Die Europäer (links EU-Kommissionschefin von der Leyen, rechts Ratspräsident Michel) sind erleichert über Joe Bidens neuen Kuschelkurs, den es aber nicht ganz umsonst geben wird. © AFP/Tribouillard

„Wir sind in einem globalen Wettbewerb um unser Lebensmodell.“ Außenminister Alexander Schallenberg brachte es am Mittwoch bei der Globsec-Konferenz in Pressburg (Bratislava) auf den Punkt.

Denn genau darum geht es derzeit — und Europa hat in diesem Wettbewerb nur einen Mitspieler, dem es wertemäßig eng verbunden ist: die USA.

Die große Erleichterung

Es ist also nachvollziehbar, dass erst die Kür Joe Bidens zum US-Präsidenten und nun sein ausgiebiger Antrittsbesuch in Europa fast euphorische Gefühle auslösten.

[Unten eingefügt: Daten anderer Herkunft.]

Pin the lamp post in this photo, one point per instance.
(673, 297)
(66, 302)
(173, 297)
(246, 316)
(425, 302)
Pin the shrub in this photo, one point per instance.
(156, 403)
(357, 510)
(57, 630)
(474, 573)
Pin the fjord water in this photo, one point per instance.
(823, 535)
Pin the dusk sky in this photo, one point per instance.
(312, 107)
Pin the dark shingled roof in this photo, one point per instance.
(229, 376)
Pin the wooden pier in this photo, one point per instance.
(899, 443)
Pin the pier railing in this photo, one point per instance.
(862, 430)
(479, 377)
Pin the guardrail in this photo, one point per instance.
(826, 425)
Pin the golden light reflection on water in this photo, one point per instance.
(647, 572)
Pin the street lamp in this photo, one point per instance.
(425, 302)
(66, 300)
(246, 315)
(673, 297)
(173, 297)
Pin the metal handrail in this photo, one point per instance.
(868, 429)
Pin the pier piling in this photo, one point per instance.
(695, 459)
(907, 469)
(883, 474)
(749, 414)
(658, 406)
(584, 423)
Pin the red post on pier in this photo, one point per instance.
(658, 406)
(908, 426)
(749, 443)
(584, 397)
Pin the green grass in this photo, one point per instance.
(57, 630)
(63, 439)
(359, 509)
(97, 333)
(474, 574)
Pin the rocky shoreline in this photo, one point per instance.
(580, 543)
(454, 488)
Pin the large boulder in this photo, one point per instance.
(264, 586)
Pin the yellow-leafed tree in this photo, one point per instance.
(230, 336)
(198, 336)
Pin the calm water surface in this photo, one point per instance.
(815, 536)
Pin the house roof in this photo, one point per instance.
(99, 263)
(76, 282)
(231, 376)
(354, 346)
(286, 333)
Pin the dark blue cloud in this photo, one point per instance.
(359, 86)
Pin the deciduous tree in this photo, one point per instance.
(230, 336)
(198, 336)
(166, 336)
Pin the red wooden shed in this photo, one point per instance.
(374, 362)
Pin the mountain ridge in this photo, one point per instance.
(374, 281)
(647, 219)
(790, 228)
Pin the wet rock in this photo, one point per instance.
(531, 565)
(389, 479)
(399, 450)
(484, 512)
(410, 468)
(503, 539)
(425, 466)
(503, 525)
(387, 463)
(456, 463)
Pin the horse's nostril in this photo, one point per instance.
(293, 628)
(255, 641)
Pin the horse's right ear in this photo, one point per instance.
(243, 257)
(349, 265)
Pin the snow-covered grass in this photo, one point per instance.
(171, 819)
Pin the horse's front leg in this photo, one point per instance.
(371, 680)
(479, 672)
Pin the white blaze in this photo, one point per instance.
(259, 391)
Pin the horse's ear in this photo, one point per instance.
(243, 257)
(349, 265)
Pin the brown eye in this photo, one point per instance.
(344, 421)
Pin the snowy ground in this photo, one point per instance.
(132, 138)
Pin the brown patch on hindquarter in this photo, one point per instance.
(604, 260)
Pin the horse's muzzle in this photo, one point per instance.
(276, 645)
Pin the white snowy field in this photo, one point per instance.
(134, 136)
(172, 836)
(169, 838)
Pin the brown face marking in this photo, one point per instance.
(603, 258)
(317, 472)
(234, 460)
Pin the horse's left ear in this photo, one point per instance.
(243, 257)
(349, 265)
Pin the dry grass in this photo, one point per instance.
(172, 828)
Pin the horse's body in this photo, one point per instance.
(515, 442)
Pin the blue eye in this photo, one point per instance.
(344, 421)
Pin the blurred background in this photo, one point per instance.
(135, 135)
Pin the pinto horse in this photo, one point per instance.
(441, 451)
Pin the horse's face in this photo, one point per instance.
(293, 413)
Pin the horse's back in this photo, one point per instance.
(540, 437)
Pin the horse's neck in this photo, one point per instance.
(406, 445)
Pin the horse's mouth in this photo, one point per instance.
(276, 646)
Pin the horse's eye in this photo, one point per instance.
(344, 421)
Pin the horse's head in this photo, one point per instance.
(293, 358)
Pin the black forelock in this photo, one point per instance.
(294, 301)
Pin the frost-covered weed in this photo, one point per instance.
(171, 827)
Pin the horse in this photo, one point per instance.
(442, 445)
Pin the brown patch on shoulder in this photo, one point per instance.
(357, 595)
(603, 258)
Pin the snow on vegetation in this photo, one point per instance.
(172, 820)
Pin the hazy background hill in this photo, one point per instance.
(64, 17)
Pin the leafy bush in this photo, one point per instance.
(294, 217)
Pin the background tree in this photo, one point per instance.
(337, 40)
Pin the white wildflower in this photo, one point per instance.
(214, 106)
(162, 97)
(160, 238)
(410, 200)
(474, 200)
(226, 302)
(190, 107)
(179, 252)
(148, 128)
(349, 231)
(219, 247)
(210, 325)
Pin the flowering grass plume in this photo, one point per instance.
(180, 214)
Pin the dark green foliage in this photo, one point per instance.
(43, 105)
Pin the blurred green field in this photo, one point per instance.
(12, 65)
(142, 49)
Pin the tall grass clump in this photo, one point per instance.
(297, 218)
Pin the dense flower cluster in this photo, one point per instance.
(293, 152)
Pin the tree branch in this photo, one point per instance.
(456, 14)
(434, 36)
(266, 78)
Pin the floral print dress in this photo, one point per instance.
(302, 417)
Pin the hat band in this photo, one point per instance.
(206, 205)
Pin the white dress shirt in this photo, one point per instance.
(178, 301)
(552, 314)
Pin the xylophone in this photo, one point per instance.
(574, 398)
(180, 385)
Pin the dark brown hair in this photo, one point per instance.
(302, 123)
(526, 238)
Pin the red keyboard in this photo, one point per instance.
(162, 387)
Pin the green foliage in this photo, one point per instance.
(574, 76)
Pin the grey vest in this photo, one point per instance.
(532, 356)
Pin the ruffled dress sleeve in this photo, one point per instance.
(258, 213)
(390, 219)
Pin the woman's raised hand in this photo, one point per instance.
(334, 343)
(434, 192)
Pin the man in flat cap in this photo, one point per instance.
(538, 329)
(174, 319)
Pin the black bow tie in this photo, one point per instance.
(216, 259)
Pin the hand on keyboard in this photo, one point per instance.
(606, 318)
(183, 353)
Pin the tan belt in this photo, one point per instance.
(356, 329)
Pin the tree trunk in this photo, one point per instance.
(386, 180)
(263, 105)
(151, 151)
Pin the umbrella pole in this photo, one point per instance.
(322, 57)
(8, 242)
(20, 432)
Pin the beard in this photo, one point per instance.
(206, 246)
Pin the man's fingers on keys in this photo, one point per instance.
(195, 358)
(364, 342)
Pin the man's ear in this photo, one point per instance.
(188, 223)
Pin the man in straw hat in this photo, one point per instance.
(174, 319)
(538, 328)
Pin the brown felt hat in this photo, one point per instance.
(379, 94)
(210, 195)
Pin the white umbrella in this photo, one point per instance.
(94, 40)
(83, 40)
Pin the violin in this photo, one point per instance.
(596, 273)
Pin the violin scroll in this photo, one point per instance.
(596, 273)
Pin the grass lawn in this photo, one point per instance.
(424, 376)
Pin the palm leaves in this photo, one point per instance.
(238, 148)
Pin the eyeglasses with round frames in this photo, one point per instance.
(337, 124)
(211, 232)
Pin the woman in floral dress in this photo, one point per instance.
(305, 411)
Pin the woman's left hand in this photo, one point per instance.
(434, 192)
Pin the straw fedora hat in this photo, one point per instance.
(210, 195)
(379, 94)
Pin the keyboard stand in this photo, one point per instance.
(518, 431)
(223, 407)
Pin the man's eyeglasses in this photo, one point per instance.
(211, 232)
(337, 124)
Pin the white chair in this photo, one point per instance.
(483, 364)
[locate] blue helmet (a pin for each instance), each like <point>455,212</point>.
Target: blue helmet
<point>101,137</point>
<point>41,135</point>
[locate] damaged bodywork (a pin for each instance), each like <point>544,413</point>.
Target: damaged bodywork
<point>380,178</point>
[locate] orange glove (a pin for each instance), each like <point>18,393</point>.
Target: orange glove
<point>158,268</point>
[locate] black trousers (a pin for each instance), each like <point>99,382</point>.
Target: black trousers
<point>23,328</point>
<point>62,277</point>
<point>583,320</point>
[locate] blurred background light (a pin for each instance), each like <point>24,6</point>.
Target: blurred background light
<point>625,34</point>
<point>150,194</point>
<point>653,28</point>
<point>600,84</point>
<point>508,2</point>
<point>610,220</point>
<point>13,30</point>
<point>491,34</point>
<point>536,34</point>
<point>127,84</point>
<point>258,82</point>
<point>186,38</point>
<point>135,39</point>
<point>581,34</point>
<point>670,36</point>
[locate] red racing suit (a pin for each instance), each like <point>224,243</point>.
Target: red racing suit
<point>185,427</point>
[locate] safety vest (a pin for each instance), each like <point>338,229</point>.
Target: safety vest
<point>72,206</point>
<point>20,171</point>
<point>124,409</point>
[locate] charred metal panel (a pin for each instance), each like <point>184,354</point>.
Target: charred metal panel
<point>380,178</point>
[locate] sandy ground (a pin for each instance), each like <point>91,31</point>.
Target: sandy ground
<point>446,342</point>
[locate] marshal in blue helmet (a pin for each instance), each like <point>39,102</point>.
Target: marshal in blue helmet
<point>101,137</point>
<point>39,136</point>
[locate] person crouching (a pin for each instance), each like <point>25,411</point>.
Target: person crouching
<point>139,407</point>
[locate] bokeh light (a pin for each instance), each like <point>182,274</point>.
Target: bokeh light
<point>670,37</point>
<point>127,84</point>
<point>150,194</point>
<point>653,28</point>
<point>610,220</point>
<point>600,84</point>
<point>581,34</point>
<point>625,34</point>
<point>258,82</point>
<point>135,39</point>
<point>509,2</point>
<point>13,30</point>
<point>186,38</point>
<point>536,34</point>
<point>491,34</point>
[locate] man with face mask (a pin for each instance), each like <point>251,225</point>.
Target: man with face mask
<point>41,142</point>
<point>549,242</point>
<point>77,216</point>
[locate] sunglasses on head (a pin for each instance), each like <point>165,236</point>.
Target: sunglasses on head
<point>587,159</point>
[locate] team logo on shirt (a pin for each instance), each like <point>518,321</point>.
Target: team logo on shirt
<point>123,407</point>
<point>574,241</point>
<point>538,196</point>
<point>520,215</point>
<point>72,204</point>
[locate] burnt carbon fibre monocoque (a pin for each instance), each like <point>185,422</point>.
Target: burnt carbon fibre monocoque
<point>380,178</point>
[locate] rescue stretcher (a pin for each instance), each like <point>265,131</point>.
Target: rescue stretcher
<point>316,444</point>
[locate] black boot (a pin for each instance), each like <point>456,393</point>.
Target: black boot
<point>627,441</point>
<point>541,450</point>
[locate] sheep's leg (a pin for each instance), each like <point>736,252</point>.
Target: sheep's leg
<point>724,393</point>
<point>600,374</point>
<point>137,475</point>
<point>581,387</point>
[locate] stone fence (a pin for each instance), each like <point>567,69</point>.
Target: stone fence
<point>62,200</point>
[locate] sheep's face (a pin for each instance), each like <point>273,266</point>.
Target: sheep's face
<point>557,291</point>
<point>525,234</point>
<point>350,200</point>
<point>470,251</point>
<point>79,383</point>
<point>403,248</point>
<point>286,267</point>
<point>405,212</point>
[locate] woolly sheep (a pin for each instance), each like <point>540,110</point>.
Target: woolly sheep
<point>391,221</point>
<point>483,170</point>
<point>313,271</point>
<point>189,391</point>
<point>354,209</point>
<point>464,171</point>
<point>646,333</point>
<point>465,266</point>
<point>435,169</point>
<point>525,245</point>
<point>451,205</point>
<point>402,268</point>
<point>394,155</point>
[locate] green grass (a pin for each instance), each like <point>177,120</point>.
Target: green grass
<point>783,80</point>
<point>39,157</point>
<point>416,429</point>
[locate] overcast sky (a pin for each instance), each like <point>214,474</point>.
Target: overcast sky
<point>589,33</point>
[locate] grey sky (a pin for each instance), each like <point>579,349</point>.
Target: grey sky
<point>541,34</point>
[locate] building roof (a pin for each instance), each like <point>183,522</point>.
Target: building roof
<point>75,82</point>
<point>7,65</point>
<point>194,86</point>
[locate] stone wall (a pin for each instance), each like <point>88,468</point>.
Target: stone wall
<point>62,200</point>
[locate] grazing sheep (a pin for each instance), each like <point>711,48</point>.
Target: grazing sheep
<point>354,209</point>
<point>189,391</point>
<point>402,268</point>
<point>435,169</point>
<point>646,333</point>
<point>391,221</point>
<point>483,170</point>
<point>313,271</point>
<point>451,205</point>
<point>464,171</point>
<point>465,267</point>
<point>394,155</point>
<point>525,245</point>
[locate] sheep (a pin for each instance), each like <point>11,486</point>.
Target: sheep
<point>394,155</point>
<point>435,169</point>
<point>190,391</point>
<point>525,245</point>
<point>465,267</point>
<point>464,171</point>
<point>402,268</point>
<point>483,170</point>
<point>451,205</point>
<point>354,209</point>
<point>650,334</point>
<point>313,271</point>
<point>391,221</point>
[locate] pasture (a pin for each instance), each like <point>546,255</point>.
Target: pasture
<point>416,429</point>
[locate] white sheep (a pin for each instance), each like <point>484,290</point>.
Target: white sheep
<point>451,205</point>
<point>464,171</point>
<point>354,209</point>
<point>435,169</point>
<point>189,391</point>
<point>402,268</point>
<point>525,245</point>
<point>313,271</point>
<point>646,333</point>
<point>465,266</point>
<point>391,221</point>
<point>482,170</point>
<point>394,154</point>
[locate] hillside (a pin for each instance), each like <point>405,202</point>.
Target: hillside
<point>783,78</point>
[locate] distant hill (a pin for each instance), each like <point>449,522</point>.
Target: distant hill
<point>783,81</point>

Make love...: First Lady Jill Biden illustrierte mit ihrem Outfit das Streben nach Wiederbelebung der transatlantischen Freundschaft.
Make love…: First Lady Jill Biden illustrierte mit ihrem Outfit das Streben nach Wiederbelebung der transatlantischen Freundschaft. ©AFP/Melville

Nach den vier finsteren Trump-Jahren, in denen zum ersten Mal in der Geschichte ein US-Präsident Zweifel an seiner Verortung im westlichen Wertekanon aufkommen hatte lassen, ist die Erleichterung groß. Da ist endlich wieder einer im Weißen Haus, der zumindest so ähnlich tickt wie wir hier auf der anderen Seite des Atlantiks, der den freiheitlich-demokratischen Grundkonsens nicht mehr infrage stellt, den Europäern auf Augenhöhe und nicht von oben herab begegnet und sich dem Multilateralismus verpflichtet fühlt.

Liebesbotschaft

Gar nicht zufällig hatte First Lady Jill Biden gleich zum Auftakt der Europa-Tour in Cornwall einen Blazer mit dem Schriftzug „LOVE“ getragen: „Wir bringen Liebe aus Amerika mit.“ Amerikaner neigen halt zum dicker Auftragen. Aber die Wiederbelebung des transatlantischen Wir-Gefühls beschränkte sich erfreulicherweise nicht auf die emotionale Ebene. Tatsächlich konnten einige Streitpunkte ausgeräumt werden: Das Strafzollkriegsbeil wurde zwar nicht ganz begraben, aber mit dem Aussetzen der gegenseitigen Zollsanktionen bei Flugzeugen, Wein oder Ketchup (jedoch nicht bei Aluminium und Stahl) wesentlich entschärft.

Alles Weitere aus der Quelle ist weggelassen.